Pour la candidate démocrate à l'élection présidentielle américaine, Kamala Harris, Hassan Nasrallah, le chef du Hezbollah, tué par l'armée israélienne, était un « terroriste avec du sang américain sur les mains ».

On serait bien en peine de trouver une déclaration aussi claire de la part des officiels français, visiblement peu enclins à rappeler que l'Iran et son allié au Liban, le Hezbollah, sont accusés d'avoir tué 58 parachutistes français dans un attentat à Beyrouth en 1983, quelques minutes après avoir tué 241 soldats américains. Seul le Premier ministre Michel Barnier l'a évoqué mardi à l'Assemblée nationale.

La raison de cet « oubli » est évidemment diplomatique : la France et le Liban entretiennent des liens particuliers, et l'attentat ayant eu lieu il y a quarante et un ans, le réalisme géopolitique s'impose. Mais il n'y a pas que cela. Au-delà du désastre humain, une guerre entre Israël et l'Iran aurait des conséquences graves pour l'économie mondiale et surtout européenne.

« Un embrasement du Moyen-Orient est aujourd'hui un risque que l'on peut qualifier d'extrême pour la conjoncture européenne », estime Jean-Christophe Caffet, chef économiste de Coface. « Un blocage du détroit d'Ormuz serait une catastrophe puisque près d'un tiers du pétrole mondial transporté par la mer transite par cette voie, sans compter que 20 % du gaz naturel liquéfié, dont dépend l'Union européenne, y passe aussi , rappelle-t-il. Une guerre entre Israël et l'Iran perturberait grandement l'économie mondiale en faisant bondir les cours du pétrole et du gaz. »

Certes, une grande partie de ces hydrocarbures du Golfe est destinée aux marchés asiatiques, mais les prix sont mondiaux, ce qui pèserait inévitablement sur l'activité économique européenne. D'autant que le Vieux Continent peut difficilement s'approvisionner auprès de la Russie, qui continue sa guerre en Ukraine.

Deux ans après la crise énergétique et la flambée de l'inflation, l'UE aurait du mal à traverser un tel événement, ses entreprises et ses ménages étant déjà fragilisés. D'où les appels au calme lancés par les Européens.

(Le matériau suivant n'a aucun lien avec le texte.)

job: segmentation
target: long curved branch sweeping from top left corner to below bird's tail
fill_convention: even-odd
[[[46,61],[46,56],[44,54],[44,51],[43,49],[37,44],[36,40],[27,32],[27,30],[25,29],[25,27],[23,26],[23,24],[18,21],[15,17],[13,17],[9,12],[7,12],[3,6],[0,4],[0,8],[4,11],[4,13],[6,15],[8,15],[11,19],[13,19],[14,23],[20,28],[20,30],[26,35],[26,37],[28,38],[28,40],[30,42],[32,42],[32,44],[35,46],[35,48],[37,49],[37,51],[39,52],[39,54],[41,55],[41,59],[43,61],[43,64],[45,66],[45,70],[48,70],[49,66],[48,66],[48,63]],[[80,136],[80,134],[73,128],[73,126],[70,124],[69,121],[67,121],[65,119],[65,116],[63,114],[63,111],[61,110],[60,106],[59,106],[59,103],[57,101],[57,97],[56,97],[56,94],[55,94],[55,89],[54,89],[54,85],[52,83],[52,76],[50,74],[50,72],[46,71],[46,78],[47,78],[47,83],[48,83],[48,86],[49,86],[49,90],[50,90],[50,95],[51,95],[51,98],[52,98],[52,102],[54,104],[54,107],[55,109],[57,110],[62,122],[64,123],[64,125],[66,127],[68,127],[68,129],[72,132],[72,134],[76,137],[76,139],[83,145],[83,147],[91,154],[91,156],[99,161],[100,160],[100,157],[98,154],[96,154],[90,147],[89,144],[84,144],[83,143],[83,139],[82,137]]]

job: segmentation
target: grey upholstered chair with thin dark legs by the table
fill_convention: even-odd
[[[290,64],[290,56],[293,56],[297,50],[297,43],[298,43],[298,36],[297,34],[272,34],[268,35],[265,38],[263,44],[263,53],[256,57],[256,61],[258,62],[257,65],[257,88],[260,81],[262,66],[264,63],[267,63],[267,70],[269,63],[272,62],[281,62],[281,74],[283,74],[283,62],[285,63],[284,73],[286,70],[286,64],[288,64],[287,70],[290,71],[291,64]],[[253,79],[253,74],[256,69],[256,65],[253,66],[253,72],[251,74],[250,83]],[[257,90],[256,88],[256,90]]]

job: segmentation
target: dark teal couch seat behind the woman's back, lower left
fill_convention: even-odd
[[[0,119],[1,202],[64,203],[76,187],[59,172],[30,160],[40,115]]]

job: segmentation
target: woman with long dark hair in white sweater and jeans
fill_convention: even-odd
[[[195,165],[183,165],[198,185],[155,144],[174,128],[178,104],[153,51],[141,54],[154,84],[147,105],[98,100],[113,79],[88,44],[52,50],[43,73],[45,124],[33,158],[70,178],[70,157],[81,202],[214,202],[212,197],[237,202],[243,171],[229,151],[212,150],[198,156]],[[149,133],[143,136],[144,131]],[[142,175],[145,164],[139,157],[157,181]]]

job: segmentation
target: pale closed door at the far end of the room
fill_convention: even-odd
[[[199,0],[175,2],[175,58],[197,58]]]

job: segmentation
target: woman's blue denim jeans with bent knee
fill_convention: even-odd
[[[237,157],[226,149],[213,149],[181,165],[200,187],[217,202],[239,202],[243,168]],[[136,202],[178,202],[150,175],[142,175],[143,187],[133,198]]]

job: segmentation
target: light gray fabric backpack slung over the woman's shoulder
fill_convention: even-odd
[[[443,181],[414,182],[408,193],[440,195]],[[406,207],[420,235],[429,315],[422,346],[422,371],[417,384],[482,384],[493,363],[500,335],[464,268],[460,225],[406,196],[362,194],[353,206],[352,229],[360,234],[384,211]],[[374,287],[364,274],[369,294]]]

Pour l'instant, force est de constater que les marchés ne croient absolument pas à un tel risque. Le baril de Brent se négociait en début de semaine aux alentours de 72 dollars à Londres, en repli de 12 dollars en trois mois. Il a toutefois grimpé à 73,75 dollars mardi, à la suite d'informations selon lesquelles l'Iran se préparait à frapper Israël avec des missiles balistiques.

L'Iran dépend aussi du pétrole

« Les marchés sont rassurés parce que la guerre à Gaza qui a commencé il y a un an n'a pas fait baisser la production de pétrole et qu'il y a aujourd'hui des capacités de production inutilisées, notamment en Arabie saoudite », explique Francis Perrin, directeur de recherche à l'Institut de relations internationales et stratégiques (Iris).

« D'une part, les marchés sont aujourd'hui concentrés sur la situation économique peu brillante de la Chine, qui reste le premier importateur de pétrole au monde. Cela pèse sur les prix. D'autre part, aucun des grands acteurs n'a intérêt à un conflit d'ampleur », juge l'expert.

Avec son économie qui patine, la Chine est dans une position similaire à celle de l'Europe. Les Américains sont à un mois d'un scrutin présidentiel dans lequel l'économie va peser lourd. Les Saoudiens exporteraient nettement moins de pétrole en cas de guerre, puisque celui-ci passe en grande partie par le détroit d'Ormuz.

Et l'Iran, quatrième producteur de l'Opep + (qui en regroupe 22), produit 3,4 millions de barils par jour, sur lesquels son économie dépend entièrement. « Seule la Russie aurait intérêt à un blocage du détroit d'Ormuz et à une envolée des prix », résume Jean-Christophe Caffet. Cela lui permettrait de financer plus aisément son combat contre Kiev. Mais Moscou ne pèse pas énormément au Moyen-Orient.